White House finalizing rules to cut car emissions
WASHINGTON (Reuters) - The White House is finalizing rules on the first U.S. greenhouse gas emission standard for automobiles, which would raise average fuel economy 42 percent by 2016 in a bid to slash oil imports and fight climate change.
The Environmental Protection Agency and the Transportation Department sent the final rules this week to the White House's Office of Management and Budget, according to a notice posted on the OMB website.
The higher mileage requirements will reduce U.S. greenhouse gas emissions by 900 million metric tons and save 1.8 billion barrels of oil over the life of vehicles built during the 2012-2016 model years, according to the EPA.

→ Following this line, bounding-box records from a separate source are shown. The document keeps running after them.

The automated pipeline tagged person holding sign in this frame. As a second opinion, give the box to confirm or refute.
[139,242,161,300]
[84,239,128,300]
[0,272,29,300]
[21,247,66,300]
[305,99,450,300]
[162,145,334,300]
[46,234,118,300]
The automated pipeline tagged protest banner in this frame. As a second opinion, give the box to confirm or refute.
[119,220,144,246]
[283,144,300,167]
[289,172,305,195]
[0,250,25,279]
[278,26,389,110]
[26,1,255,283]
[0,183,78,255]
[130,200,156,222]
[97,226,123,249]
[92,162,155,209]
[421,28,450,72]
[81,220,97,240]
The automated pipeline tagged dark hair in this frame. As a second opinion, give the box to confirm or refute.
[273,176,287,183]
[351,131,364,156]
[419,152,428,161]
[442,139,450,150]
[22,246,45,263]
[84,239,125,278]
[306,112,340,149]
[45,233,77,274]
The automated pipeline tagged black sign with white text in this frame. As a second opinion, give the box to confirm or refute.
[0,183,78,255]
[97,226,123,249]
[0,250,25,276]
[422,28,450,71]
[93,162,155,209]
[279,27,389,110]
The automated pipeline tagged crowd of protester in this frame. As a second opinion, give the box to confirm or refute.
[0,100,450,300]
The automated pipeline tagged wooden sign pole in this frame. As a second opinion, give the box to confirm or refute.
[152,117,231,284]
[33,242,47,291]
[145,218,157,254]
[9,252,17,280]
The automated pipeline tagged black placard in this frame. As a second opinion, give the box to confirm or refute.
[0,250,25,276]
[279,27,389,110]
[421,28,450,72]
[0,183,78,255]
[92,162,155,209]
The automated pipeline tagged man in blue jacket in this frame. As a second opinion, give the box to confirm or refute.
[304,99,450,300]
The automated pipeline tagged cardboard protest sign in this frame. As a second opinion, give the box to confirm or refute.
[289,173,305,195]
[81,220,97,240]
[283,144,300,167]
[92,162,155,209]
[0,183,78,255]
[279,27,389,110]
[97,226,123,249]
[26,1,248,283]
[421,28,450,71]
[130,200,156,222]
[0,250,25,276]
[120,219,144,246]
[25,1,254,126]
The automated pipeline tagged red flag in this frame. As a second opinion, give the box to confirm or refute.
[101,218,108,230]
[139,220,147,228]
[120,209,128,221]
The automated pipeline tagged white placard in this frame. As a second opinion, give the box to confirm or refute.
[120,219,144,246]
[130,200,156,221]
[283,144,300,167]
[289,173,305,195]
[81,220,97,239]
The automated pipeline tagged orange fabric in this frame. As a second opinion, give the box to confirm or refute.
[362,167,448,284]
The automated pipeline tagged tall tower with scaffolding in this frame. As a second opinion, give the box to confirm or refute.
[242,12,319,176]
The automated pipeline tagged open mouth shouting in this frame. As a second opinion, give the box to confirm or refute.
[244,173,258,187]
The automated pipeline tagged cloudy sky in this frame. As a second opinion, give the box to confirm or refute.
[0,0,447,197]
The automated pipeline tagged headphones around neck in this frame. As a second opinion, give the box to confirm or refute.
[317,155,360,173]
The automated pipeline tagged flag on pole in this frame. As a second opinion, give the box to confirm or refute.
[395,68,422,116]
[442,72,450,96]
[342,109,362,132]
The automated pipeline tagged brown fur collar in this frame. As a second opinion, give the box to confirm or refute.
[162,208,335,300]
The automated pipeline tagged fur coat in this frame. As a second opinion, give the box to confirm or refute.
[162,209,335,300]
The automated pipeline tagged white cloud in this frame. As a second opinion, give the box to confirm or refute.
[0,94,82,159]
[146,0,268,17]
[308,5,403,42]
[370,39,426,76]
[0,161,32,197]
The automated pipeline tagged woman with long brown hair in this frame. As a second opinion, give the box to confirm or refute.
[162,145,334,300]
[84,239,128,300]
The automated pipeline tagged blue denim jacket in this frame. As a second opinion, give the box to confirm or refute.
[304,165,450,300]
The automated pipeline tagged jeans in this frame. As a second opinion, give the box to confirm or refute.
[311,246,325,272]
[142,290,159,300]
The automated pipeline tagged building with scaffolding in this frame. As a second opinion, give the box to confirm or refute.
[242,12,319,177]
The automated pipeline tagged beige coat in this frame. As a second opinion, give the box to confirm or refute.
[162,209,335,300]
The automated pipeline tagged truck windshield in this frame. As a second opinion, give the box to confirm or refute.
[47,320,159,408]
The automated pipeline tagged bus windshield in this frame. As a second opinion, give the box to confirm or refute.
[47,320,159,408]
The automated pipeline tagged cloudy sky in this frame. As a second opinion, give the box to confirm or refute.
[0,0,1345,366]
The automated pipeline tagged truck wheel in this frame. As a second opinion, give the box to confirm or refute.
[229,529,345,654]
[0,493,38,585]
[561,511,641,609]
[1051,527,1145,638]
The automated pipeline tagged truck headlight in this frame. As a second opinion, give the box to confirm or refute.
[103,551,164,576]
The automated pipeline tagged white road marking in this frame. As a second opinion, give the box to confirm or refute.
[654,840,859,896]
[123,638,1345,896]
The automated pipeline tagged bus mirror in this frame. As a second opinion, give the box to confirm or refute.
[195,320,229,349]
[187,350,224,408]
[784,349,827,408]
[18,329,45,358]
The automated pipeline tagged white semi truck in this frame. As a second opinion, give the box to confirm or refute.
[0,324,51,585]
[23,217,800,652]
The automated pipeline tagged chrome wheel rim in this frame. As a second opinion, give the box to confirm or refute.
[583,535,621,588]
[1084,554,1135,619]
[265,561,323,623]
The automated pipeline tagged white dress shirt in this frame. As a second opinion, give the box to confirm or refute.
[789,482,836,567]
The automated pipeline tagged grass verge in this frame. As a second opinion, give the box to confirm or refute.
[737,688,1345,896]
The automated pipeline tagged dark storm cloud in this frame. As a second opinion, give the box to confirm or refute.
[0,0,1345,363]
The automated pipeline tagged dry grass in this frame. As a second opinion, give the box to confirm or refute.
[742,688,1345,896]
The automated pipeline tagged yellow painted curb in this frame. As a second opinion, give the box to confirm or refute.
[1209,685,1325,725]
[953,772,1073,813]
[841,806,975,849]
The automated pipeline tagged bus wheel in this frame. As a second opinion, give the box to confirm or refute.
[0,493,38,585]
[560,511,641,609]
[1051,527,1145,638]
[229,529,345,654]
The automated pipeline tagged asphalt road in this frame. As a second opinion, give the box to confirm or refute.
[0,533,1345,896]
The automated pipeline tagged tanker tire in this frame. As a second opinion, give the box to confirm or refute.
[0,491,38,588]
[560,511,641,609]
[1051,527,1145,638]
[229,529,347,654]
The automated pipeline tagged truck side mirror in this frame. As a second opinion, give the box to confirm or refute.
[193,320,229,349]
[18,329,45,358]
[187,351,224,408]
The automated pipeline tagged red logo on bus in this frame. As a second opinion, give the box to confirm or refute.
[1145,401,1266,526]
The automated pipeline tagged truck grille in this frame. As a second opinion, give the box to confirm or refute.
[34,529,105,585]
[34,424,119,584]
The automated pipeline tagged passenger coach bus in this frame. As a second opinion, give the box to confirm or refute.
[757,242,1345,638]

The projected savings over the life of the plan amounts to about four months of current fuel consumption in the United States, the biggest petroleum consumer, with demand at close to 19 million barrels per day.
The rules would aid the Obama administration's efforts to cut U.S. greenhouse gas emissions, especially if Congress fails to pass legislation to fight global warming.
The vehicle emissions standards will be phased in starting with the 2012 model year, raising fuel economy to an average 35.5 miles per gallon by the time the 2016 models are ready -- up 42 percent from the current 25 miles per gallon.
Lower U.S. gasoline consumption could make more crude supplies available in the world market, which in turn could put downward pressure on oil prices.
Phil Flynn, an analyst with PFGBest Research in Chicago, said the new standards will definitely lower U.S. oil demand, but that could be offset with higher fuel use in other countries.
"We can save it here, but are these cars going to be marketable in China, where all the demand growth is going to come from?" he asked.
The rules follow an EPA finding that greenhouse gas emissions from new vehicles contribute to air pollution, a danger to public health.
The EPA has come under attack from many U.S. lawmakers and industries for working independently on regulations that would slash greenhouse gas emissions from power plants, oil refineries and factories. Legislation is pending in Congress to stop the EPA from issuing broader emissions-cutting regulations.
Many accuse the EPA to trying to get around Congress, where legislation that would cap and then slowly reduce U.S. emissions blamed for global warming has been bogged down. As lawmakers deal with a massive healthcare bill and financial reform, it becomes more unlikely Congress will be able to approve a final climate change bill this year.
But automakers support the separate vehicle regulations because it would create the first national standard for controlling car and truck emissions, instead of having state-by-state regulation.
Many new vehicles, especially hybrid cars, already meet or exceed the planned standards.
The government must notify automakers by March 31 of the higher fuel efficiency for the 2012 model years.
To meet the new standard, the sticker price on a car or truck would rise by an average $1,300 in 2016 compared to current vehicle costs, the EPA said. However, a driver would save about $2,800 over the life of a vehicle through fuel costs.